As MoonPay CEO Ivan Soto-Wright emphasizes, MoonPay was initially using cards to enable people to use crypto, and now it is referring to this as “backwards compatibility.” Now cardholders will be able to use crypto at points of sale instead.

Other notable collaborations include Chainlink, BitGet, MetaMask, and many others. 

What are the regulations mentioned in the article by Mastercard?

Regulations mentioned by Mastercard in the article are different depending on the country. Still, all of them have something in common: American GENIUS Act, European MiCA, Singaporean Payment Services Act, UAE’s Law No. (4) of 2022, and Hong Kongian drafted ASPIRe legislation and a number of existing regulations allow using stablecoins for various purposes (but not as a legal tender) and ensure that crypto is not subjected to restrictive securities law and hence can be used for advantage of the people without much hassle. 

Furthermore, all these jurisdictions implement protection measures to prevent cryptocurrency from being easily used for money laundering, financing terrorism, and other illicit purposes.
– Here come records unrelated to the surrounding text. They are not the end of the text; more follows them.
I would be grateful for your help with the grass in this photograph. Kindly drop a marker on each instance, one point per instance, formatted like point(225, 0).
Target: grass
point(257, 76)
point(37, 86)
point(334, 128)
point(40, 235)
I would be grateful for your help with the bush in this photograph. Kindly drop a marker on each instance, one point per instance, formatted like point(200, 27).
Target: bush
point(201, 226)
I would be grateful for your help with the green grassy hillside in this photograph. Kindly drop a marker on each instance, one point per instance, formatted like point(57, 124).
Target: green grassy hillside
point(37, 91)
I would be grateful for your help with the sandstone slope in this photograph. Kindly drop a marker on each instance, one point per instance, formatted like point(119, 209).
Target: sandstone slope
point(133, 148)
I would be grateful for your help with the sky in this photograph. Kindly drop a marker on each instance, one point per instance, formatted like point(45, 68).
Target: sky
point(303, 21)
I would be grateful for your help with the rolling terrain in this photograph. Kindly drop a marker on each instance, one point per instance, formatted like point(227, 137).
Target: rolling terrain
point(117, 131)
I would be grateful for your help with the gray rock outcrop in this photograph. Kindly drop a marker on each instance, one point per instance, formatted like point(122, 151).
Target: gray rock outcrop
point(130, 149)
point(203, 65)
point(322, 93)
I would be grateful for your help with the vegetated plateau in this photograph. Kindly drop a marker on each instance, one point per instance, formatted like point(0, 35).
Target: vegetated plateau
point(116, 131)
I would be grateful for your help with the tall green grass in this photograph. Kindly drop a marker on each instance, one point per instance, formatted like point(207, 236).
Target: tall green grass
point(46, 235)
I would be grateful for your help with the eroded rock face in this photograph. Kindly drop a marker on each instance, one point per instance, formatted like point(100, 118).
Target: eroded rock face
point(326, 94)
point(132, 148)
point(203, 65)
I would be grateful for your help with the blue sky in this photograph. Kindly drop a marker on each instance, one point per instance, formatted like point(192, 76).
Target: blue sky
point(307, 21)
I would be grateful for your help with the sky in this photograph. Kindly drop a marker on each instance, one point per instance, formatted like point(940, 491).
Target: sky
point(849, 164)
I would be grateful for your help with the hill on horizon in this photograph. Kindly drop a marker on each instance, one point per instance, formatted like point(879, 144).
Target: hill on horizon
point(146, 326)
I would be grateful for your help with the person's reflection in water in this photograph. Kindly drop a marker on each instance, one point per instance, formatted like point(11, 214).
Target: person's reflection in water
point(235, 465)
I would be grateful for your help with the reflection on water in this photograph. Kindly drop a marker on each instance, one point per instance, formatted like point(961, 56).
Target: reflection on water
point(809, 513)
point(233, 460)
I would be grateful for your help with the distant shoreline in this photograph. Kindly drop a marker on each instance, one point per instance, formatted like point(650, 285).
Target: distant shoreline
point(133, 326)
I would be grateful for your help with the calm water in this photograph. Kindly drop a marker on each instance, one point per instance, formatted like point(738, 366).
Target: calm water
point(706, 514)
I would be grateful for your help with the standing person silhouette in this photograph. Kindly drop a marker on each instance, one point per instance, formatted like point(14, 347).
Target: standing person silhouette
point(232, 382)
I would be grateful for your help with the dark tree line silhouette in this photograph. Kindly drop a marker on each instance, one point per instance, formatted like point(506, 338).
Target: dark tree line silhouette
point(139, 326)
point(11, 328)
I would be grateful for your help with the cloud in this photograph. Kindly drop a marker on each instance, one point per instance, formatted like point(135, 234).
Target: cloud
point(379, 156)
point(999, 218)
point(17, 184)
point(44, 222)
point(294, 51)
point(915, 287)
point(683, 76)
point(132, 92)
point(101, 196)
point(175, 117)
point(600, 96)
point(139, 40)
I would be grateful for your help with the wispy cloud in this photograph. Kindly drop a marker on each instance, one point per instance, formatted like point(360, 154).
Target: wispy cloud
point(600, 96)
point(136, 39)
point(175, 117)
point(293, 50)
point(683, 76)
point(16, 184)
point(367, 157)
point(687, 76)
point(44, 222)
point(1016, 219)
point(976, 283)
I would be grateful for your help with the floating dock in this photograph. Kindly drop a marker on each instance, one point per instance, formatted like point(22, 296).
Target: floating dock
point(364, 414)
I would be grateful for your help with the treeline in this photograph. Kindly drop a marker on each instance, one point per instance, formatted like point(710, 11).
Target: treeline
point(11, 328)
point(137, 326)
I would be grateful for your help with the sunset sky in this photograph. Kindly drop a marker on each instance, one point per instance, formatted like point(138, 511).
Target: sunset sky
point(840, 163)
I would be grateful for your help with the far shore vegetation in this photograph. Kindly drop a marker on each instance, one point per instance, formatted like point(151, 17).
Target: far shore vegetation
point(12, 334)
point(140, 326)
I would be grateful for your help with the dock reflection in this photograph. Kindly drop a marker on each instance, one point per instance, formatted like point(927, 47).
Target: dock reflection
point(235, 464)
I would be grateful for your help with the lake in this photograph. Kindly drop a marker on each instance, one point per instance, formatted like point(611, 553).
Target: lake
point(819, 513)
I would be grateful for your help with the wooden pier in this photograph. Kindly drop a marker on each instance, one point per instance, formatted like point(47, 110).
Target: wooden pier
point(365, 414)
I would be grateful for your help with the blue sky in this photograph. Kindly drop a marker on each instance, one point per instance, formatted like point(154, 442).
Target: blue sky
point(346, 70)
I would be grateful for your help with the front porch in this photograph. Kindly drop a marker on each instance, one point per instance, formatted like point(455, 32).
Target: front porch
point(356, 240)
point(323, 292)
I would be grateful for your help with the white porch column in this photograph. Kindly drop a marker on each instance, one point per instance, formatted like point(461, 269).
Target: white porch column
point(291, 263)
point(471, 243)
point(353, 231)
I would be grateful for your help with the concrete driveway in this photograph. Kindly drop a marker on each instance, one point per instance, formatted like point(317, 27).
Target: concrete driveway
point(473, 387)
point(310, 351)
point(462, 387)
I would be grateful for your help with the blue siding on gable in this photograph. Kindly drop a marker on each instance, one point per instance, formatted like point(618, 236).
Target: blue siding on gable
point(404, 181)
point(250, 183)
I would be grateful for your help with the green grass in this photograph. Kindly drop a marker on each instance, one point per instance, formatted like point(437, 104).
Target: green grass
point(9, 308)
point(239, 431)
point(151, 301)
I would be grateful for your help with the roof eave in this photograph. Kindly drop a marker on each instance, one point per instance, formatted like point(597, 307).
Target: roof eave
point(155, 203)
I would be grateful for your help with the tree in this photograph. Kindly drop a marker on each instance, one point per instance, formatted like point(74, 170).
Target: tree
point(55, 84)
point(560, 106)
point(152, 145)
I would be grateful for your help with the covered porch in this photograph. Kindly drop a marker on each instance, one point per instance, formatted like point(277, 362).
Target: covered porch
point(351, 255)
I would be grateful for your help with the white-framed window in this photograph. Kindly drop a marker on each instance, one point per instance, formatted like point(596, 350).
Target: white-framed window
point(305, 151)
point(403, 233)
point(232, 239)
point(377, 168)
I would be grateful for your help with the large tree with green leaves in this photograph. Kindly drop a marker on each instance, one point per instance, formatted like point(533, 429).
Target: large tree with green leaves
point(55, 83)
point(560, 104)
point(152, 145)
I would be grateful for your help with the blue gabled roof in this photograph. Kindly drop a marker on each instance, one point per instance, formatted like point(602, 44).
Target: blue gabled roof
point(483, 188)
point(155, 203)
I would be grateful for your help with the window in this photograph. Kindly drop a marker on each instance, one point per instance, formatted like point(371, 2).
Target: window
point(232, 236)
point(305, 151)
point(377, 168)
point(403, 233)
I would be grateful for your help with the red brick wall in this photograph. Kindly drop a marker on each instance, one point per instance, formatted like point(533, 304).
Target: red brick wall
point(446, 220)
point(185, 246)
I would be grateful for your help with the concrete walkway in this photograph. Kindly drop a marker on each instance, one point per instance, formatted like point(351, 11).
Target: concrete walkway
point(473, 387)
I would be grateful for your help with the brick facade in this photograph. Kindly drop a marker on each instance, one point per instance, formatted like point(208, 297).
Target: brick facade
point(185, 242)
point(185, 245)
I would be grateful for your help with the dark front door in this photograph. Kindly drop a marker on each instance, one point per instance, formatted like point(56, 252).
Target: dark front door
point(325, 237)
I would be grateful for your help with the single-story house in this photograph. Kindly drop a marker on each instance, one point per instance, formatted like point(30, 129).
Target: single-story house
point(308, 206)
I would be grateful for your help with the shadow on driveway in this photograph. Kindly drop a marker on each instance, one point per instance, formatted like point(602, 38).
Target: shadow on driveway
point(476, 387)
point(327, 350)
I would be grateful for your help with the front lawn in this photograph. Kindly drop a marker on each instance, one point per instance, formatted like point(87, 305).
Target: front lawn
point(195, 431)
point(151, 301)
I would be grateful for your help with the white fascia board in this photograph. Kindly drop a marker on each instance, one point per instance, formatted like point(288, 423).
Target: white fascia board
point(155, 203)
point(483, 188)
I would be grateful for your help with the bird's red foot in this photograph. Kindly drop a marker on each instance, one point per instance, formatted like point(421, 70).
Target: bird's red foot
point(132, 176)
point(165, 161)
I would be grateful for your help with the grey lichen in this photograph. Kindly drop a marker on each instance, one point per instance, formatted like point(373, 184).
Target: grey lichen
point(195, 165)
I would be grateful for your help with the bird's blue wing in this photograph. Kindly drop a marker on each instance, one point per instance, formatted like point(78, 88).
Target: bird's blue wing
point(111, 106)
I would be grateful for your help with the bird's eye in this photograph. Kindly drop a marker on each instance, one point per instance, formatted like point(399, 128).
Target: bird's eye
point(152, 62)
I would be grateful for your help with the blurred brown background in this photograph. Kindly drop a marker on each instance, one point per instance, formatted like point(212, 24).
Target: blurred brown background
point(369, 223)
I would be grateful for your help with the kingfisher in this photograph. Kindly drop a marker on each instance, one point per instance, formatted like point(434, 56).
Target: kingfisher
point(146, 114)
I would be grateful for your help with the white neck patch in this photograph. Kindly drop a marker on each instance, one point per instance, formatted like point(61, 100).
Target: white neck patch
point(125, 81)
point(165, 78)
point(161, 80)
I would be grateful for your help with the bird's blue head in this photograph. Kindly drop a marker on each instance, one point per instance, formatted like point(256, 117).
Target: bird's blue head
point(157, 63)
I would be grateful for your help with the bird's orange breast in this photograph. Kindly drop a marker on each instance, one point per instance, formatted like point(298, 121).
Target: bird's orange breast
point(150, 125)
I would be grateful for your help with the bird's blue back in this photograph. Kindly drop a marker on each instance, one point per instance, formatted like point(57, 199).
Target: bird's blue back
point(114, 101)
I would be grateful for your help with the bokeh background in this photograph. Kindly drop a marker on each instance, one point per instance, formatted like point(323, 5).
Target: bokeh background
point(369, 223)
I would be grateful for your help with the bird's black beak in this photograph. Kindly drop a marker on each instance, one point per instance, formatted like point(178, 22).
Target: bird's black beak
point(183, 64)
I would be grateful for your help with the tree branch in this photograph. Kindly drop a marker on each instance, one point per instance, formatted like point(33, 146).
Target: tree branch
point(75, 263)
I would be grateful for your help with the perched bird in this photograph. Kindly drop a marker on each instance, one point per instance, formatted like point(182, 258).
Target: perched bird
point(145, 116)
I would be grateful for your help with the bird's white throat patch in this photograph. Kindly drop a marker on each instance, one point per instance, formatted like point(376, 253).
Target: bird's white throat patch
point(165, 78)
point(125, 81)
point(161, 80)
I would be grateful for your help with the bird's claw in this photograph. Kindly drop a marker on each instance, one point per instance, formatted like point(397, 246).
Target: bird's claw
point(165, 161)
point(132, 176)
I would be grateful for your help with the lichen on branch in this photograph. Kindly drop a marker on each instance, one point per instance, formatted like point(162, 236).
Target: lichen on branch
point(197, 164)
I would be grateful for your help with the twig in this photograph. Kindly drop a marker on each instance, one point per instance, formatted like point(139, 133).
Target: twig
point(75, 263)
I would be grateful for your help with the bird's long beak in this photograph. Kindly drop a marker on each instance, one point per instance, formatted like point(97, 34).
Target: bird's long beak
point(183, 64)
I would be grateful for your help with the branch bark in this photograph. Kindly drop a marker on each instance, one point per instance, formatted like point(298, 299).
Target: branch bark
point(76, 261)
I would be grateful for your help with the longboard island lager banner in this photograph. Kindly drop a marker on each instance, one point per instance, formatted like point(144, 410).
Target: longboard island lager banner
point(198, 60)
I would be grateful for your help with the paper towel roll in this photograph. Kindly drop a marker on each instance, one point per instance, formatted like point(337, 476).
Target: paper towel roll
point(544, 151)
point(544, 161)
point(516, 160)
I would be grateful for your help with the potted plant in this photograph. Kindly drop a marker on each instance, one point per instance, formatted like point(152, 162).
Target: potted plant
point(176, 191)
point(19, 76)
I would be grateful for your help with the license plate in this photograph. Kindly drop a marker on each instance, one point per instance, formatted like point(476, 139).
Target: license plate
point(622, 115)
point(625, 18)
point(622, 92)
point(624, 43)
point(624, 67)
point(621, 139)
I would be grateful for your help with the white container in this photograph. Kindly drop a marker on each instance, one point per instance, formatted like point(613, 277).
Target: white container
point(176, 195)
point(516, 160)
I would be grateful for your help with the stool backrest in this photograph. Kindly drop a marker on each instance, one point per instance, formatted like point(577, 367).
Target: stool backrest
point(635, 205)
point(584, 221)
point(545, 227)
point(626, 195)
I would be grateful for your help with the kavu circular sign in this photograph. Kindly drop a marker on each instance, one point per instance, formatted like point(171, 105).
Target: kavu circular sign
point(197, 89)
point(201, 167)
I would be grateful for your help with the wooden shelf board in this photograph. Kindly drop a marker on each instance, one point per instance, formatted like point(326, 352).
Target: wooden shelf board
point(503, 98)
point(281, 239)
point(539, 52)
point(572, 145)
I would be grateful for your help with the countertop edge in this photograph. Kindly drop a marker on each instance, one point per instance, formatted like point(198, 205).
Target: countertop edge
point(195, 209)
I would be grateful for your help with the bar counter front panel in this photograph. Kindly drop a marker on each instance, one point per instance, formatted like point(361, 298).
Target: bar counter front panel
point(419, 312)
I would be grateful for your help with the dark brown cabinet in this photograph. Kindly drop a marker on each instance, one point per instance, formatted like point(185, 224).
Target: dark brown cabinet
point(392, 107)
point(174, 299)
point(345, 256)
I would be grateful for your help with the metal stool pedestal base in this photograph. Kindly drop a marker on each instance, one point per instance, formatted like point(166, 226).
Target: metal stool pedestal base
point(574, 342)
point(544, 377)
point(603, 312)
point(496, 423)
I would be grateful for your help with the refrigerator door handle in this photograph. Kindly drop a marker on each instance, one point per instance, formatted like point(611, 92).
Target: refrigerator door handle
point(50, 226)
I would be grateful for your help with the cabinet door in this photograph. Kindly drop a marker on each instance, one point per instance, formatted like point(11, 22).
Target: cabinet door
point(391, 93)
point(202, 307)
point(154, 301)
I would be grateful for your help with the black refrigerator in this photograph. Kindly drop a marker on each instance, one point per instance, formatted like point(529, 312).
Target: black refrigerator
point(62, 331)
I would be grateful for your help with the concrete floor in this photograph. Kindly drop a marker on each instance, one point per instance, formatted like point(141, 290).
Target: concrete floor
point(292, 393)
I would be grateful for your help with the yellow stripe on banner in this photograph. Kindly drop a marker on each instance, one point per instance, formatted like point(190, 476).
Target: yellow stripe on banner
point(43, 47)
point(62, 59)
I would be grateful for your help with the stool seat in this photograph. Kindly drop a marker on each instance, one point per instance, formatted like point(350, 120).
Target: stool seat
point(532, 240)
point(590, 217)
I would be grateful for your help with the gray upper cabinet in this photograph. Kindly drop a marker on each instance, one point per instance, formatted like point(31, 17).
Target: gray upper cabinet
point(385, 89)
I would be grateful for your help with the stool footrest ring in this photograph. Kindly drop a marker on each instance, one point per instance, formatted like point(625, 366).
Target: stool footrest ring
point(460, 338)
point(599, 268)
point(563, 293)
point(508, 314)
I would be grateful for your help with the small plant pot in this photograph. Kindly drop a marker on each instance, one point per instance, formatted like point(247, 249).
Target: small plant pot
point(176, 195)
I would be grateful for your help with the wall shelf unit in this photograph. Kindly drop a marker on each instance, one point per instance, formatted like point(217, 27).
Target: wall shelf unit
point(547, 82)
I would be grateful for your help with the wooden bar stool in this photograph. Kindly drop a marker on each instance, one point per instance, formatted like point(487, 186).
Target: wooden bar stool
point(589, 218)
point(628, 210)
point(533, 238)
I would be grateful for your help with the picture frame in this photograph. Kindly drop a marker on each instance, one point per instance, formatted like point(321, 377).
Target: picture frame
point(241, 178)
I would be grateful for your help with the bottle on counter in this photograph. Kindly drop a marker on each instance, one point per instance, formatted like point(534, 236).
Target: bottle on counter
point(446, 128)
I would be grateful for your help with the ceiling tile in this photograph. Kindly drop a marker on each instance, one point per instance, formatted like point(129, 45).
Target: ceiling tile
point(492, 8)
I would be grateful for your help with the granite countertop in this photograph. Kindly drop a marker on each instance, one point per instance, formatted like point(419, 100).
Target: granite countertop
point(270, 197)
It appears that Mastercard was waiting for the U.S. to finally adopt crypto on the federal level before expanding its crypto acceptance to the new level. 

Still, not everyone in the U.S. is happy with the GENIUS Act in its current form. Democrats believe that although the legislation offers some protection measures, it lacks mechanisms to prevent top officials from using cryptocurrency for corruption. However, if the Mastercard team had to wait for the elimination of all possible risks, it would probably severely slow down the mass adoption they dream of.